Full Fact in the UK has created the world’s most comprehensive AI fact-checking system. Their platform processes about 330,000 sentences daily from news, television, podcasts, and social media. The system automatically identifies verifiable claims, prioritises them by importance, and passes them to journalists for final verification.

The Norwegians chose an interesting approach. Faktisk Verifiserbar is a cooperative of major media outlets that jointly fund AI tool development. They’ve created specialised systems for photo geolocation and military equipment identification, and publish all developments in open access.

However, not all experiments are successful. Georgian MythDetector reports that AI tools trained on Western languages miss nuances of Georgian politics. African GhanaFact has altogether refused to use AI due to cultural biases in training data.

Ethics and ecology: the price of automation

Using AI raises important ethical questions. UNESCO has established ten principles for ethical artificial intelligence, including respect for human rights, fairness, and environmental responsibility.

The last point is particularly relevant. Training GPT-3 consumed 1,287 megawatt-hours of electricity and generated 552 tonnes of CO2 equivalent. Each ChatGPT query uses ten times more electricity compared to a Google search.

For organisations with limited resources, this means the necessity of intelligent use: for truly routine tasks, not for replacing human thinking. It’s better to spend time learning to work effectively with AI than making hundreds of unnecessary queries.

Practical tips for beginners

Start simple. Use AI for structuring information – let it break down a long document into main points. Ask it to find specific data or statistics. Formulate clear requests: “Find official State Statistics Service statistics on Ukraine’s unemployment rate for 2024. Provide a direct link to the source”.

Always verify results. AI can make mistakes with links, confuse dates, or present outdated information as current. Use it as the first link in the verification chain, not as the final authority.

Structure your requests: first the role (“You’re helping verify facts”), then the task (“Find official information about…”), finally the criteria (“Use only government websites”).

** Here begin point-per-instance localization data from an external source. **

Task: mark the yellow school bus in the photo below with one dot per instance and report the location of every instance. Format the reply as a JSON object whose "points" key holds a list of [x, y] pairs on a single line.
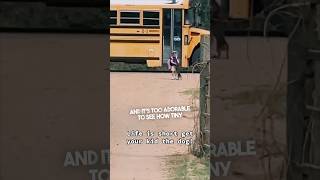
{"points": [[148, 30]]}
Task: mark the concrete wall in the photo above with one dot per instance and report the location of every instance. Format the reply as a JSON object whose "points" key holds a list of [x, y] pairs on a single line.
{"points": [[53, 99]]}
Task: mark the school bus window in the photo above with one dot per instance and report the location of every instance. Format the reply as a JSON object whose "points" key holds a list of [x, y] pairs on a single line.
{"points": [[127, 17], [113, 17], [151, 18]]}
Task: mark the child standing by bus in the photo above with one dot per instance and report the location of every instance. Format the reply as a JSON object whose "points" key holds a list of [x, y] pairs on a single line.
{"points": [[173, 63]]}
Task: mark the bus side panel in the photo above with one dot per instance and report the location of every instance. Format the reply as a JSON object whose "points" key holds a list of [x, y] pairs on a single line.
{"points": [[135, 49]]}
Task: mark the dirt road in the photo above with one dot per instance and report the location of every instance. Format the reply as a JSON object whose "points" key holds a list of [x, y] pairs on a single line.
{"points": [[139, 90]]}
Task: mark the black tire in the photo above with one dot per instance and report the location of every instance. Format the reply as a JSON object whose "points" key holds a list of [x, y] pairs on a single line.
{"points": [[195, 58]]}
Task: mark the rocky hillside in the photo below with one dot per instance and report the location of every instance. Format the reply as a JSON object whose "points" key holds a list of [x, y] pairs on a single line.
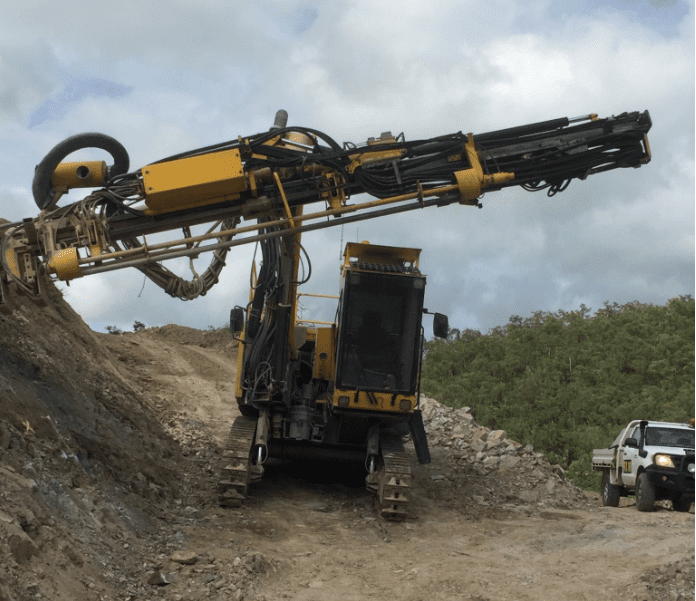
{"points": [[110, 447]]}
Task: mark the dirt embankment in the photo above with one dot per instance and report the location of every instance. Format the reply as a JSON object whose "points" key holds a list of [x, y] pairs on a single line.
{"points": [[109, 451]]}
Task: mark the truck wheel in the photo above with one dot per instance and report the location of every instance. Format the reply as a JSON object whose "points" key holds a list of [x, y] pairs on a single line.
{"points": [[611, 494], [682, 504], [645, 493]]}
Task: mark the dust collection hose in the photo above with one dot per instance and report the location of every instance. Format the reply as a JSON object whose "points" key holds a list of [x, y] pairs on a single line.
{"points": [[41, 186]]}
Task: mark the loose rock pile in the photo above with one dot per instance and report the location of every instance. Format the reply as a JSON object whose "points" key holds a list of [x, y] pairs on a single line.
{"points": [[673, 582], [487, 468]]}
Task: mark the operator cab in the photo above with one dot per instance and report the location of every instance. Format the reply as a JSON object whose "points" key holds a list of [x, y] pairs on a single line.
{"points": [[380, 314]]}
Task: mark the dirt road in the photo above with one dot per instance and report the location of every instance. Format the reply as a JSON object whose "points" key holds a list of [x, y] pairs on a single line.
{"points": [[110, 448], [319, 538]]}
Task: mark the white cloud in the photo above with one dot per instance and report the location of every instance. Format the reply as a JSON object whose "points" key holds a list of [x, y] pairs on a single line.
{"points": [[207, 72]]}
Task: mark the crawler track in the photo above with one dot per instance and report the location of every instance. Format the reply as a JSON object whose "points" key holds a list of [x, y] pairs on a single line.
{"points": [[236, 473], [394, 478]]}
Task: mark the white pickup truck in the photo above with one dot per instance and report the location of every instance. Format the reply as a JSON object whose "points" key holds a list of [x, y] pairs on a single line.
{"points": [[653, 460]]}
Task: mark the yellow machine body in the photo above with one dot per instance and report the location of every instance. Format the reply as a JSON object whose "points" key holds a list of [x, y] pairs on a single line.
{"points": [[194, 181]]}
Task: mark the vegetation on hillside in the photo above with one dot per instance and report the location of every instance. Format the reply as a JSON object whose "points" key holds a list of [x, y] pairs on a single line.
{"points": [[567, 382]]}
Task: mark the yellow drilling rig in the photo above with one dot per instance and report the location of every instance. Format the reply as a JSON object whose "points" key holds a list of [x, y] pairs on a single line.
{"points": [[342, 389]]}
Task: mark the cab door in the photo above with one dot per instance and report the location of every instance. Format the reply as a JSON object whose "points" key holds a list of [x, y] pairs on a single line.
{"points": [[629, 463]]}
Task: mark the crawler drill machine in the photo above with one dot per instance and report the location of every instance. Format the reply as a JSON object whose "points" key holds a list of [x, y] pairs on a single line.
{"points": [[338, 390]]}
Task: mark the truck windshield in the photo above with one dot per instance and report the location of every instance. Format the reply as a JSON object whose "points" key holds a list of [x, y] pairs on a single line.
{"points": [[669, 437]]}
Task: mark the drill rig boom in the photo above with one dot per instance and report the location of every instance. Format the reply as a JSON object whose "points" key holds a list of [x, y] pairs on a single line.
{"points": [[273, 178], [345, 389]]}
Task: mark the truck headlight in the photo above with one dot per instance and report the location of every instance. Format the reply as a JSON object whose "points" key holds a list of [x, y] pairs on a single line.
{"points": [[664, 461]]}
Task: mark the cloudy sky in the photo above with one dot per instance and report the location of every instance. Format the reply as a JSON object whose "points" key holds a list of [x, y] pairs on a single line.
{"points": [[165, 77]]}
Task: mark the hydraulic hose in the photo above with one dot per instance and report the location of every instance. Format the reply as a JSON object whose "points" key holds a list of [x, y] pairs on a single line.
{"points": [[42, 187]]}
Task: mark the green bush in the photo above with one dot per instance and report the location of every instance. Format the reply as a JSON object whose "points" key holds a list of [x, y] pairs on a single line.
{"points": [[567, 382]]}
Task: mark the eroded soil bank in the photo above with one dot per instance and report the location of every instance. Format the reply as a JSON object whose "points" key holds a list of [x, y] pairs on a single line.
{"points": [[109, 452]]}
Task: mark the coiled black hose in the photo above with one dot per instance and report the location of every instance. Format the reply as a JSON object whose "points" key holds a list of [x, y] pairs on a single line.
{"points": [[41, 186]]}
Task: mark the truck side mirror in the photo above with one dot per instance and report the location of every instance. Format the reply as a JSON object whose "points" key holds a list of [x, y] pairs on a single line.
{"points": [[236, 320], [440, 325]]}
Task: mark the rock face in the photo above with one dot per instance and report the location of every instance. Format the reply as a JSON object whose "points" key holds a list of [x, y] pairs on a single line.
{"points": [[489, 468]]}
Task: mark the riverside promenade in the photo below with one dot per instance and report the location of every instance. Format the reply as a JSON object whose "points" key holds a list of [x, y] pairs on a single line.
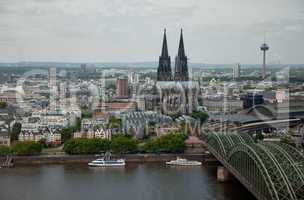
{"points": [[130, 158]]}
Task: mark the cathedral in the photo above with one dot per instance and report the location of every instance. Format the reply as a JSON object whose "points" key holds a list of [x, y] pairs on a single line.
{"points": [[178, 95]]}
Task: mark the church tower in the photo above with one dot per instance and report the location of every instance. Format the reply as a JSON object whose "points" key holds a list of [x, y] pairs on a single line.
{"points": [[181, 66], [164, 67]]}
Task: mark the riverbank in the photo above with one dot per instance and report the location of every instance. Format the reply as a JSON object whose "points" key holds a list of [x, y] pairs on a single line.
{"points": [[130, 158]]}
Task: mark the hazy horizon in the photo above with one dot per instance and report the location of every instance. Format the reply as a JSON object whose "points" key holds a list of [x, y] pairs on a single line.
{"points": [[101, 31]]}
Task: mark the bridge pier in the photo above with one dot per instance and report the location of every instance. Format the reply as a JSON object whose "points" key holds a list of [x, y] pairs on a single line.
{"points": [[223, 174]]}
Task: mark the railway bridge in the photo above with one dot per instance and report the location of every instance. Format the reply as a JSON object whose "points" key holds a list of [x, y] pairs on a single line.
{"points": [[270, 171]]}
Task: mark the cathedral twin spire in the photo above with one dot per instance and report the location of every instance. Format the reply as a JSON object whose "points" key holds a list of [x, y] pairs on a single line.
{"points": [[164, 72]]}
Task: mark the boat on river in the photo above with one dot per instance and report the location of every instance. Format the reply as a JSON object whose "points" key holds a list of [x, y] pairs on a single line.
{"points": [[107, 161]]}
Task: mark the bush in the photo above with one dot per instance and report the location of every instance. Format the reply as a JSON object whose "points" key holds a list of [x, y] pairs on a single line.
{"points": [[26, 148], [86, 146], [172, 143], [123, 144], [4, 150]]}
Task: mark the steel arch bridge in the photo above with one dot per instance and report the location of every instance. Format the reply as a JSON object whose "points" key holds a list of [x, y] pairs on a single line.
{"points": [[270, 171]]}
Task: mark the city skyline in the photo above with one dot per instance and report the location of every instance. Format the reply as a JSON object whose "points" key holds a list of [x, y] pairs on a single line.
{"points": [[98, 31]]}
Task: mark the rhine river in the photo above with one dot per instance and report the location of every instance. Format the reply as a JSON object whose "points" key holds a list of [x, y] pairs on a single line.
{"points": [[134, 182]]}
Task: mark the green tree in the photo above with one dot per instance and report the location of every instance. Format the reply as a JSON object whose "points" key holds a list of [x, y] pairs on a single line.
{"points": [[86, 146], [26, 148], [171, 143]]}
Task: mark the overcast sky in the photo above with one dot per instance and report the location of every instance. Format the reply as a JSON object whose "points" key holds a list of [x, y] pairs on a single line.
{"points": [[215, 31]]}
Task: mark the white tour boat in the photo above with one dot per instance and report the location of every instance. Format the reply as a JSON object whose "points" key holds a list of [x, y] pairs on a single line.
{"points": [[183, 162], [106, 161]]}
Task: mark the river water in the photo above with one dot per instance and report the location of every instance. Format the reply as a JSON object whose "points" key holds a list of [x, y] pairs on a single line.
{"points": [[134, 182]]}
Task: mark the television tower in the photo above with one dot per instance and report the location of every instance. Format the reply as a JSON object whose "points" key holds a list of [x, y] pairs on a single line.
{"points": [[264, 48]]}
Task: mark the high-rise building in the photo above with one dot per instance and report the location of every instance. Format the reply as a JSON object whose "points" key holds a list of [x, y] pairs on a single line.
{"points": [[83, 68], [122, 87], [164, 72], [237, 71], [251, 99], [264, 48], [181, 66]]}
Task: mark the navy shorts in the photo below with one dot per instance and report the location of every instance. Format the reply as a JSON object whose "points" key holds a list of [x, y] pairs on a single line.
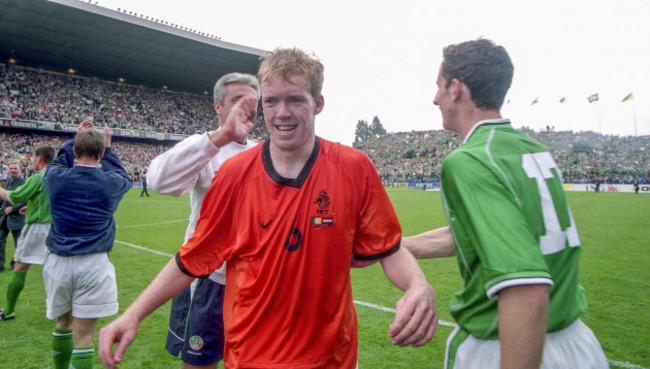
{"points": [[196, 324]]}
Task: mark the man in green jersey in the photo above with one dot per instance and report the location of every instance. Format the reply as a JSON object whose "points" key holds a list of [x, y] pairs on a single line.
{"points": [[514, 235], [31, 243]]}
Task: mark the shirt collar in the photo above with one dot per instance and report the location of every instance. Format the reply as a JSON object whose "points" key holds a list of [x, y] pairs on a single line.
{"points": [[485, 122]]}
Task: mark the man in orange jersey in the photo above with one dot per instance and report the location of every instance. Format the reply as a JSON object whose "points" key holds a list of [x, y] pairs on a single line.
{"points": [[290, 216]]}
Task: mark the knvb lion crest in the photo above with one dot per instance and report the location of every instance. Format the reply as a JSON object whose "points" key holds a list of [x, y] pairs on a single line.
{"points": [[323, 201], [196, 343]]}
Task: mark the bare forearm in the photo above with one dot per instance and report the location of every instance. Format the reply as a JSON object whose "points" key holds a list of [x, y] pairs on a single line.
{"points": [[169, 282], [437, 243], [403, 270], [523, 315]]}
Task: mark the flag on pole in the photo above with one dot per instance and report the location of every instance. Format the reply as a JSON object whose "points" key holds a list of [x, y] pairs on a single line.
{"points": [[629, 96]]}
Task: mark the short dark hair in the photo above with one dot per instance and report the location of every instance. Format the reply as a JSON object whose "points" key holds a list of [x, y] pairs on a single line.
{"points": [[89, 144], [45, 152], [483, 66]]}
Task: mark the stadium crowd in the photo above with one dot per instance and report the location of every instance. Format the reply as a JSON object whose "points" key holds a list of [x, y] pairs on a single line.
{"points": [[26, 93], [583, 157], [135, 156], [40, 95]]}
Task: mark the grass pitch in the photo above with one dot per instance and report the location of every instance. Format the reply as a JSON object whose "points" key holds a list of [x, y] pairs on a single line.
{"points": [[614, 230]]}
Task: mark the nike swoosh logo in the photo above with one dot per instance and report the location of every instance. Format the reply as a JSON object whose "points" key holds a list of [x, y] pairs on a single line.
{"points": [[267, 224]]}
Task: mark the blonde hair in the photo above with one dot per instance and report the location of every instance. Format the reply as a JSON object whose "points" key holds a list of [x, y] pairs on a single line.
{"points": [[286, 63]]}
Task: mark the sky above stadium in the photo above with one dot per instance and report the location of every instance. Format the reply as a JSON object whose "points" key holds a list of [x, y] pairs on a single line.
{"points": [[381, 58]]}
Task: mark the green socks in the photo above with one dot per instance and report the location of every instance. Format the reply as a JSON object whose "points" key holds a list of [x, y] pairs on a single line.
{"points": [[16, 285], [82, 358], [61, 348]]}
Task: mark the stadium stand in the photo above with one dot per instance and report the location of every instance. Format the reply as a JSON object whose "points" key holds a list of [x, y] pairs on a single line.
{"points": [[583, 157]]}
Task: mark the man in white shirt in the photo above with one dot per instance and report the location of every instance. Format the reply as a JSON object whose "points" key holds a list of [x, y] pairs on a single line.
{"points": [[196, 321]]}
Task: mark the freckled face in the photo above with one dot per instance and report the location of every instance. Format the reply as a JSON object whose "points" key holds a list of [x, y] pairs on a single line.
{"points": [[290, 111]]}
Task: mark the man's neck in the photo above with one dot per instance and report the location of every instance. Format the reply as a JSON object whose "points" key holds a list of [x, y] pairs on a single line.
{"points": [[289, 164], [475, 116]]}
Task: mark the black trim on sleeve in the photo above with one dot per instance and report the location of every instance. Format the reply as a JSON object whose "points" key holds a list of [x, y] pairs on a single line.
{"points": [[180, 265], [390, 252], [291, 182]]}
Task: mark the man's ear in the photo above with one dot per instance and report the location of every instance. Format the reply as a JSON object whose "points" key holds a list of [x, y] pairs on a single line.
{"points": [[456, 89], [320, 104]]}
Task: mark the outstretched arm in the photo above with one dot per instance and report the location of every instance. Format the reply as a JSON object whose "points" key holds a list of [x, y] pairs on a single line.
{"points": [[416, 316], [437, 243], [523, 313], [169, 282]]}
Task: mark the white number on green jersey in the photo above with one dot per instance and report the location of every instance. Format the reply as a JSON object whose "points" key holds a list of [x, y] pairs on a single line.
{"points": [[539, 166]]}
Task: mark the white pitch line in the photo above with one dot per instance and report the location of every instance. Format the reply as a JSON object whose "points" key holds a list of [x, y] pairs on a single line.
{"points": [[144, 249], [154, 224], [618, 364]]}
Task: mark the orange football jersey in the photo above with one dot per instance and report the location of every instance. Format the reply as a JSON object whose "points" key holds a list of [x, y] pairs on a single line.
{"points": [[289, 245]]}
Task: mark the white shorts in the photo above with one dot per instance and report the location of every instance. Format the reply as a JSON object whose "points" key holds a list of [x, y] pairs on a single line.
{"points": [[575, 346], [31, 247], [83, 284]]}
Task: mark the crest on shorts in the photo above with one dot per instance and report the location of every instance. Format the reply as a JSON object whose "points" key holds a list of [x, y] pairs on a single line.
{"points": [[196, 343]]}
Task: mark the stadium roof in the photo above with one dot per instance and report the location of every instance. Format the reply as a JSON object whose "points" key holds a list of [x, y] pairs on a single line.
{"points": [[108, 44]]}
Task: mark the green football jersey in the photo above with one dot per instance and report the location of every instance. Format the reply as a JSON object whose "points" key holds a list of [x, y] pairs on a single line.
{"points": [[32, 191], [505, 203]]}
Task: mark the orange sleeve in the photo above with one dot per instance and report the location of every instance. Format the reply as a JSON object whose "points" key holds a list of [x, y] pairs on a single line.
{"points": [[378, 232]]}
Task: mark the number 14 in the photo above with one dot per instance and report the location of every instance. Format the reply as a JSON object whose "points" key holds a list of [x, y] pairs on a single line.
{"points": [[539, 166]]}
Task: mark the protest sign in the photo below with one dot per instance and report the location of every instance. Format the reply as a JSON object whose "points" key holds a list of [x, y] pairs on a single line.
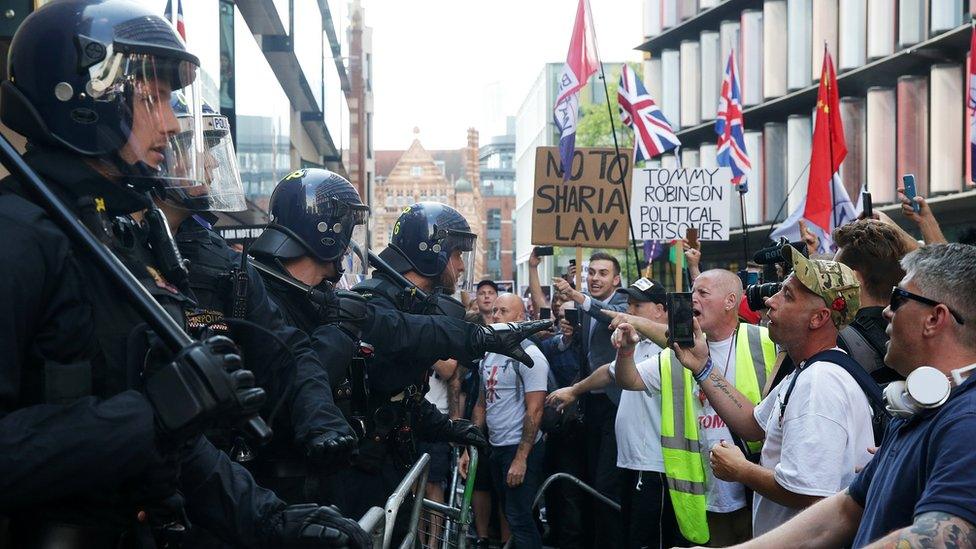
{"points": [[667, 201], [589, 209]]}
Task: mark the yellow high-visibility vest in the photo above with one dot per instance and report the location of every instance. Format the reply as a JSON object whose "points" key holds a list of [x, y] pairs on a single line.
{"points": [[755, 355]]}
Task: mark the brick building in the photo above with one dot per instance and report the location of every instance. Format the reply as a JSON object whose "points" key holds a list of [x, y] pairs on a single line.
{"points": [[450, 177]]}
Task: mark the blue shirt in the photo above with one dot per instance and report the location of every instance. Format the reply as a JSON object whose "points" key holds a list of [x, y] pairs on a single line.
{"points": [[925, 464]]}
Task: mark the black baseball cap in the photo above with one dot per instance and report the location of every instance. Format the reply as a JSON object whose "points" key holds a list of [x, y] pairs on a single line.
{"points": [[645, 290], [487, 282]]}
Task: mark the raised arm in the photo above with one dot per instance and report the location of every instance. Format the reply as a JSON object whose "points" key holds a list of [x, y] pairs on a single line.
{"points": [[535, 285]]}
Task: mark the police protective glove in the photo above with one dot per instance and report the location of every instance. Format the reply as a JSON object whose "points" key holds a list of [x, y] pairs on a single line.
{"points": [[330, 449], [344, 309], [205, 382], [462, 431], [309, 525], [506, 338]]}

Remember the limitations. AI doesn’t understand Ukrainian realities like local experts do. It may miss important context, not account for legislative specifics, or misinterpret political statements.

The future of fact-checking

Artificial intelligence won’t replace journalists and activists in fighting disinformation. But it can become a powerful tool that frees up time for more important work – in-depth analysis, finding cause-and-effect relationships, understanding the motives of fake news spreaders.

In a world where disinformation spreads at the speed of light, every minute matters. AI can provide the speed that allows keeping up with fakes without losing verification quality.

The main thing is to remember: technology is a tool, not a goal. The goal is to protect people from manipulation and give them reliable information for making correct decisions. And in this matter, AI can become a reliable ally if you learn to work with it properly.

If you work in the human rights field, it’s worth considering learning the basics of working with artificial intelligence. Today, this is no longer a tech geek’s whim but a basic skill that can dramatically change the effectiveness of your work.